Friday, September 15, 2017

Living Proof (2017) Toronto 2017

Twenty years ago filmmaker Matt Embry was diagnosed with Multiple Sclerosis. With the help of his physician father he determined a diet and workout regimen that seems to have kept him healthy and nowhere near declining. However Matt has realized over the last two decades that despite millions of dollars being spent on research nothing is getting done. The various research organizations refuse to share information, the doctors are woefully uniformed and everyone is out for the money and a such refuse to deal with the notion that the right diet and exercise can save lives To that end Embry has set out to make a film show people there is a hope and that there is a great deal of bullshit out there.

As a source of information for those suffering with MS we have to give Embry a ten out of ten for putting all out there. I'm pretty certain that his film will prolong lives when the information contained in it reaches the people who need it. Embry’s film reveals that there is a chance that that MS patients can lead longer healthie lives if they look outside the mainstream. Embry’s own results with diet and exercise speak volumes. As does the look at stem cell treatments that use the patient’s own cells to slow and even reverse the effects of the disease.

The film is also a vitally needed warning about the state of modern medicine where doctors, even specialists don’t know everything, how companies are working to stop anything they can’t make a buck on and how societies set up to help patients are simply self-serving money pits who really don’t want help anyone (they won’t share information that might help) and just want money. It’s a warning to any sort of patient that they have to fight for their rights and their own well-being.

As a one stop source of possibilities the film is to be commended if not celebrated. I really do think that the information in the film will make lives better

Unfortunately if you look at the film as anything more than an information container it is very messy. It’s severe enough that I think it needs a complete re-edit.

First while the film is structure as Embry’s journey. It is much too focused on Embry. He is on screen all the time which would be fine except the film seems bent toward him. He never disappears even when other people are talking. We watch his reaction to everything. He seemed to be the center. There was a point where I was wondering if the film was about MS in general or if it was simply Embry’s take on things. It doesn’t help that he is largely stoic or seems to have and seems more like a TV presenter instead of a man on a quest.

Worse the film is a jumble. The film has structural flaws and other issues that had me never fully engaging with the film.

The film makes a major mistake in that it jumps back and forth through time and repeats pieces with the result that the narrative thrust is lost. The film opens with Embry leaving a home in Hollywood and seems to be crying (it’s not quite clear). Why and what happened to cause it isn't explained for about a half an hour. Why he chose to start here is meaningless since we have no context. We later find out that the moment is when he is leaving the home an MS patient and he is overcome (?) by her recovery with stem cell treatment and her living conditions.

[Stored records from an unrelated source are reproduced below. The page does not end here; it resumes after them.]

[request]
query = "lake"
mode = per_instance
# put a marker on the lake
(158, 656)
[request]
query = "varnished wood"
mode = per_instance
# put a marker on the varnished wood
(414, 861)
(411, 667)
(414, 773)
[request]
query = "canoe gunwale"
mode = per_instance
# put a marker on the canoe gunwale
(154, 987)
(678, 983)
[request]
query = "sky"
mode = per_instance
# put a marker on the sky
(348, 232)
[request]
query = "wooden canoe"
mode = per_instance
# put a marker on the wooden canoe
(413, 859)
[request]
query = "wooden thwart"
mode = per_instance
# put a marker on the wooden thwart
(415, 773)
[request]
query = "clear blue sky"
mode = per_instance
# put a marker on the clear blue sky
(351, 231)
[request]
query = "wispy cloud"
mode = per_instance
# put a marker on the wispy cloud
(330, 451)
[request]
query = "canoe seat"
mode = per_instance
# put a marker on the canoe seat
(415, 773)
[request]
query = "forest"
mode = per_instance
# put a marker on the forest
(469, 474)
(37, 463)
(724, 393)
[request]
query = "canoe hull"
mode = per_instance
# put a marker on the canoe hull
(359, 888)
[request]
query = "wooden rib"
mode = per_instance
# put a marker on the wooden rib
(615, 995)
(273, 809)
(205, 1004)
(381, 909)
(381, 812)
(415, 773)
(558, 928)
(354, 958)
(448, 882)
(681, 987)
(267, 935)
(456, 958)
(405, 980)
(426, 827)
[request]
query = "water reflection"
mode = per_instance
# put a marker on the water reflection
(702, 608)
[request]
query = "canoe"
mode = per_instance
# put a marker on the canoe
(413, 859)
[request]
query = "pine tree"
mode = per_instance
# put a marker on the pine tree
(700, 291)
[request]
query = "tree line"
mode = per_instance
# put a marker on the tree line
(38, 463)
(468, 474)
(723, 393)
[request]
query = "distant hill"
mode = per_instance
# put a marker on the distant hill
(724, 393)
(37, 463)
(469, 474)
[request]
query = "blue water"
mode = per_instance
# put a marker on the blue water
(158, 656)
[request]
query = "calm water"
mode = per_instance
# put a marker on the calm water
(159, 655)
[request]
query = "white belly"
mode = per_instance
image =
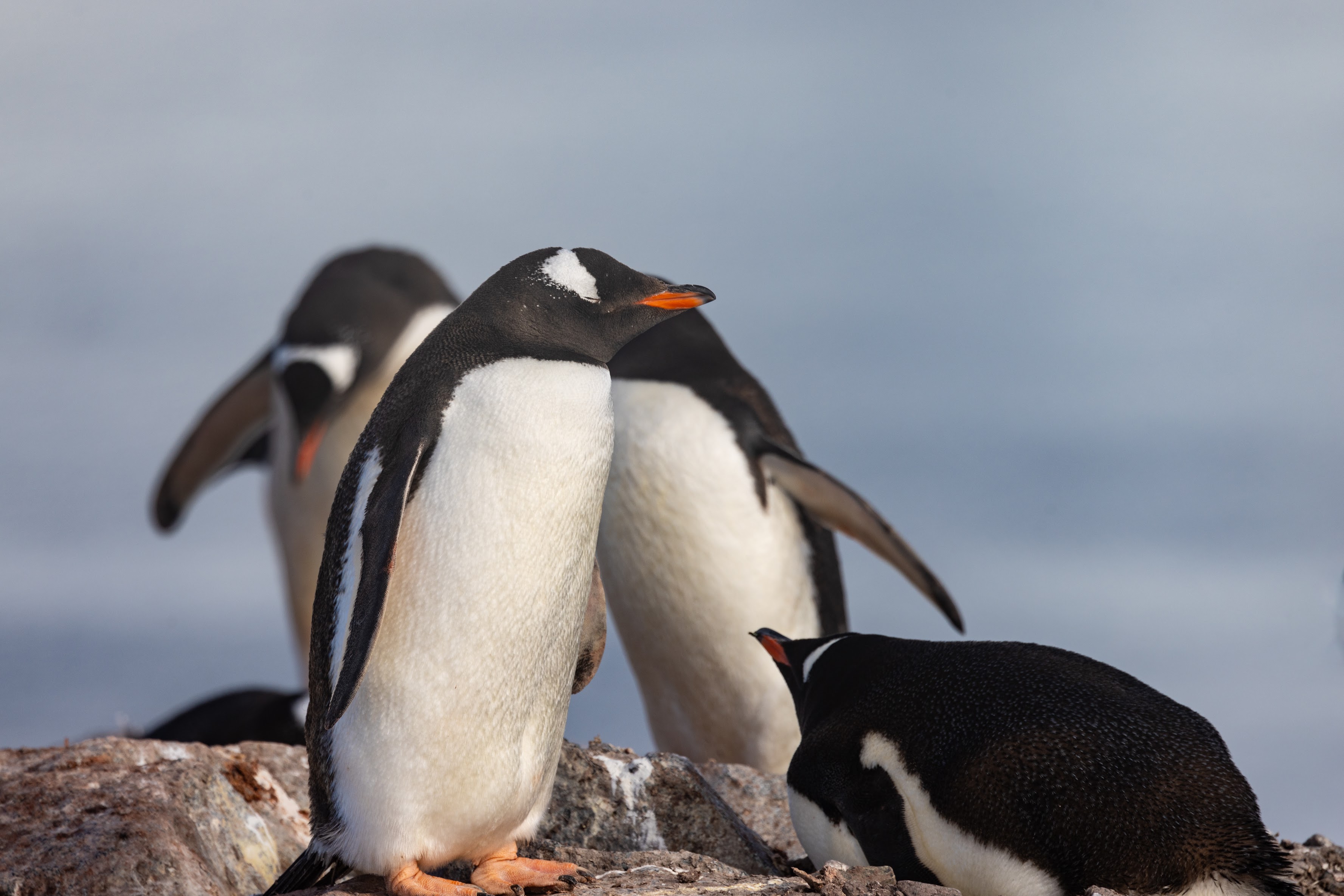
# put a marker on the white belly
(449, 746)
(958, 857)
(693, 563)
(823, 839)
(299, 510)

Embry makes jumble time repeatedly. Comments from his friends and family about his diagnosis are played once and then repeated in context later. There are frequent titles of time that bounce us forward and backward through time. The film barely starts and we barely have a footing when we are bounced nine months back in time. It doesn’t feel natural and it, like several other turns (large black and white titles announcing who everyone is, watching the camera crews stagger into locations) make it seem like Embry was trying to amp up the drama. Why he felt it was necessary eludes me since he has such a killer story at the center of the film.

To be honest I tuned out early. I stopped paying attention to anything having to do with Embry and just focused on the parts that didn’t have his nonsense and just listened to everything else. Even seeing he film a second time I drifted off.

The jumbled nature of the telling is going to kill the film because outside of those touched by MS I can’t really recommend the film.